The way the online world works today is far different than a decade ago, certainly much different than it was back at the turn of the century. Today’s internet is flooded with free services. Free? Just remember the old adage; there is no free lunch. Someone pays.
The way online access works these days is rather simple. Let’s use Google as one example, but there are others. Google has a colorful, playful 1) name, 2) logo. That evokes a pleasant persona. Google gives users free applications to use. Free.
- Google Search – the largest search engine is available on all major platforms
- Gmail – the world’s largest email system comes with many user features
- Google Apps – Docs and Sheets and Google Drive are excellent online services
- Google Maps – who doesn’t like a free map service which gets you anywhere?

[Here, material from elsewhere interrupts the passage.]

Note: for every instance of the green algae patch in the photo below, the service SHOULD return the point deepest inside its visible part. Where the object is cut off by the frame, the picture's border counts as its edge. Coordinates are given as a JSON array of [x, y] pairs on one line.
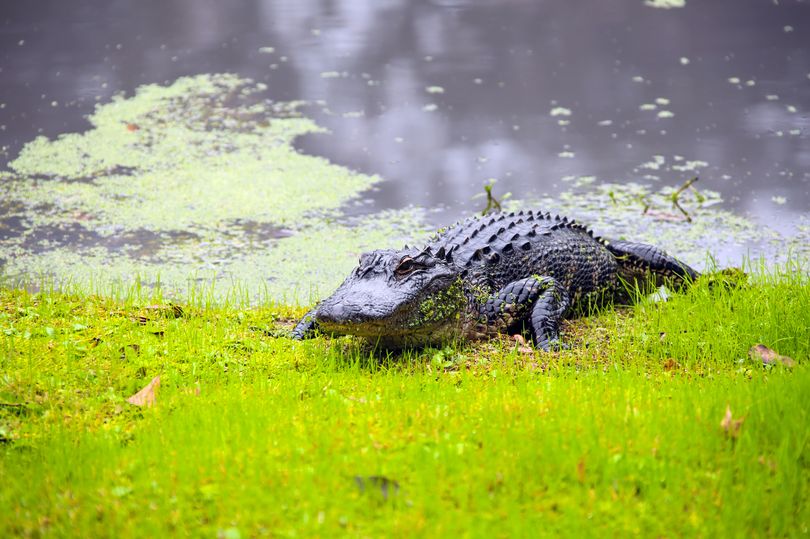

I checked a friend’s iPhone this morning to help get my point across. The iPhone was packed with Google apps– Gmail, Tasks, Calendar, YouTube, Waze, Maps, Chrome, Assistant, Voice, Slides, Sheets, Docs, Drive, Street View, Google Earth, Translate, News, Google, Google Home, YouTube Music, YouTube TV, Google Trips, Google Keep, and one I didn’t know about, Google Fit.
Free apps! What’s not to like? Hey, wait a minute. Free? What’s the business model of free? Somebody must pay something to keep the lights on, right?
Google’s playful logo and free applications and services hide what’s really going on in the background. Google gives users free applications in exchange for the privilege of culling user information, stuffing it all into an online
dossier database which then is used by Google and advertisers to push more products and services onto those same users– often manipulating their behavior and thinking.
Google’s business model is advertising. About 90-percent of all Google revenue from all the projects and beta services it has running will come from advertising. Advertising is designed to persuade. Put another way, advertising manipulates those being advertised to. Yes, advertising greases the wheels of online commerce these days, but Google, Facebook, and others have taken it to a different level where people do not fully understand what is going on, and definitely do not appreciate how serious the issue can be for them.
Free is good. But if there is no free lunch, payment must be made somewhere. I stopped using Google because I do not want such a pervasive online entity to work so hard to persuade me and manipulate my thinking.